Panel Paper: Can a Child be Poor and Gifted? Socioeconomic Gaps in Receipt of Gifted Services

Friday, November 8, 2019
Plaza Building: Concourse Level, Governor's Square 11 (Sheraton Denver Downtown)

*Names in bold indicate Presenter

Jason Grissom1, Christopher Redding2 and Joshua F. Bleiberg1, (1)Vanderbilt University, (2)University of Florida


Gifted programs provide enhancements and supports to high-ability students whose academic needs may not be met in typical general education settings. Research suggests that such programs may increase outcomes, including academic performance and engagement, for high-ability students. Unfortunately, studies also find that high-ability students from marginalized groups are less likely to receive gifted services. This research, which has focused largely on disproportionality in gifted services by race/ethnicity, suggests that gaps in representation can emerge from lack of access to gifted programming, failure of teachers to refer marginalized students for evaluation, biases in evaluation procedures, and differences in retention in gifted programs of students from diverse backgrounds.

This study extends prior work on underrepresentation in gifted services to examine gaps by measures of socioeconomic status (SES). Drawing on data from both iterations of the nationally representative Early Childhood Longitudinal Study, Kindergarten cohort (ECLS-K), we investigate the emergence of SES gaps in gifted services receipt as children move through elementary school. Because ECLS-K includes a continuous measure of SES (as opposed to binary free/reduced lunch eligibility measures that are typically available) created from income and measures of parental education and occupational prestige, we are able to investigate service receipt across the SES distribution. Moreover, availability of rich background information about students—including achievement measures collected at each wave—and the schools they attend in the ECLS-K permits us explore multiple potential explanations for any observed SES gaps. We ask, to what extent does a student’s socioeconomic status predict the likelihood that he or she will receive gifted services? Second, to what extent do achievement measures, measures of observable background factors (e.g., race/ethnicity), and the school a student attends explain any observed SES gaps?

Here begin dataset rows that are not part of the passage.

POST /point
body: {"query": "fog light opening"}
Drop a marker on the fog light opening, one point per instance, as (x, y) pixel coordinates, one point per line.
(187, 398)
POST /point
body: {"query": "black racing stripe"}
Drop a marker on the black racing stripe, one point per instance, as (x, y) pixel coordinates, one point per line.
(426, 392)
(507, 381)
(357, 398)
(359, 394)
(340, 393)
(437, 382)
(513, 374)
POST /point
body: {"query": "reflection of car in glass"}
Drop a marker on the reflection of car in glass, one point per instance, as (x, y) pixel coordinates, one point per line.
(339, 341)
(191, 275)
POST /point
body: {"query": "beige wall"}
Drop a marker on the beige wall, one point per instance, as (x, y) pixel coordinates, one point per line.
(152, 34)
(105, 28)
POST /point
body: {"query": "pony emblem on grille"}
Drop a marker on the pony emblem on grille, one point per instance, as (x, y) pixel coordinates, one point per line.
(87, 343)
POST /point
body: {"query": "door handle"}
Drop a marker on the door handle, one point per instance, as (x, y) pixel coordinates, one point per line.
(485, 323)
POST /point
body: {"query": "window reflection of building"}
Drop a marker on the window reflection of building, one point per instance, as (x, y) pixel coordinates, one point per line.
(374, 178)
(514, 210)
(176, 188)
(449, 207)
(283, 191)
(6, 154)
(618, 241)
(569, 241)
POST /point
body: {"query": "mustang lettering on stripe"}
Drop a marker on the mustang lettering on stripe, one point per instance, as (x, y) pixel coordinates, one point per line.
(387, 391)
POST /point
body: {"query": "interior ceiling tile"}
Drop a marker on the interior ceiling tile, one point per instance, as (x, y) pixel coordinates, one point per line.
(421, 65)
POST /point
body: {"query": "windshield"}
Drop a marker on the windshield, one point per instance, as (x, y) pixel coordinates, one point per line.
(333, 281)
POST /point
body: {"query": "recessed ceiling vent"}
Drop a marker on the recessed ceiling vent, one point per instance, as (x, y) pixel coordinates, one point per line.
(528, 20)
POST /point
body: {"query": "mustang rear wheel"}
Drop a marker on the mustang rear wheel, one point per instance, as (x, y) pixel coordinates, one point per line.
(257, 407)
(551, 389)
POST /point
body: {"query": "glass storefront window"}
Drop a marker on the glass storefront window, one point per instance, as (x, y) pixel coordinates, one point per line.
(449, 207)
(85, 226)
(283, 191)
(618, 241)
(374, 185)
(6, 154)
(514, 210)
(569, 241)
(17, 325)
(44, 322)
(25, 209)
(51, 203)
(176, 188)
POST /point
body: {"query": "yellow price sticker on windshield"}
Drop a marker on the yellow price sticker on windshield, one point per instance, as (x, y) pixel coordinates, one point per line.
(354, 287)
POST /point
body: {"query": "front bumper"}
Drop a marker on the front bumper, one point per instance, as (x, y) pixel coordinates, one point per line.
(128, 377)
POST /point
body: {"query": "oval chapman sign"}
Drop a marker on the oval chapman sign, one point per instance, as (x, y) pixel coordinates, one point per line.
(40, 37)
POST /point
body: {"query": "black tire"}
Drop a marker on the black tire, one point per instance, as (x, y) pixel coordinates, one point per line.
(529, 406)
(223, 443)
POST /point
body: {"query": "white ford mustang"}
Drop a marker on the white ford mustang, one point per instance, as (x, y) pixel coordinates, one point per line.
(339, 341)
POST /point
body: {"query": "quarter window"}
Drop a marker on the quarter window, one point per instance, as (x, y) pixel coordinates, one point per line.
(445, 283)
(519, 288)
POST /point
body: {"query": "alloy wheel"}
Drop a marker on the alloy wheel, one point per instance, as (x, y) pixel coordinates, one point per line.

We show that gaps in the receipt of gifted services between the highest- and lowest-SES students are profound; a student in the top SES quintile is more than six times more likely to receive gifted services than a student in the bottom quintile. The SES gap is especially larger for White and Asian students. Moreover, the gap remains substantial even after taking students’ achievement levels and other background factors into account via regression, and when estimating models with school fixed effects to account for school sorting. Even among observationally similar high-achieving students within the same school, we estimate that a high-SES student is about twice as likely to receive gifted services as a low-SES student.

These results suggest that school districts may need to take proactive steps to ameliorate the apparent advantages students from high-SES families enjoy in processes surrounding receipt of gifted services. Prior studies suggest that strategies that aim to close gaps in teacher referral may be particularly important. Training for teachers that emphasizes mindfulness of giftedness among nondominant groups (i.e., low-SES, ethnically diverse) may be one strategy. Alternatively, districts might implement universal gifted screening processes that reduce the role for parent involvement and teacher discretion in gifted evaluation.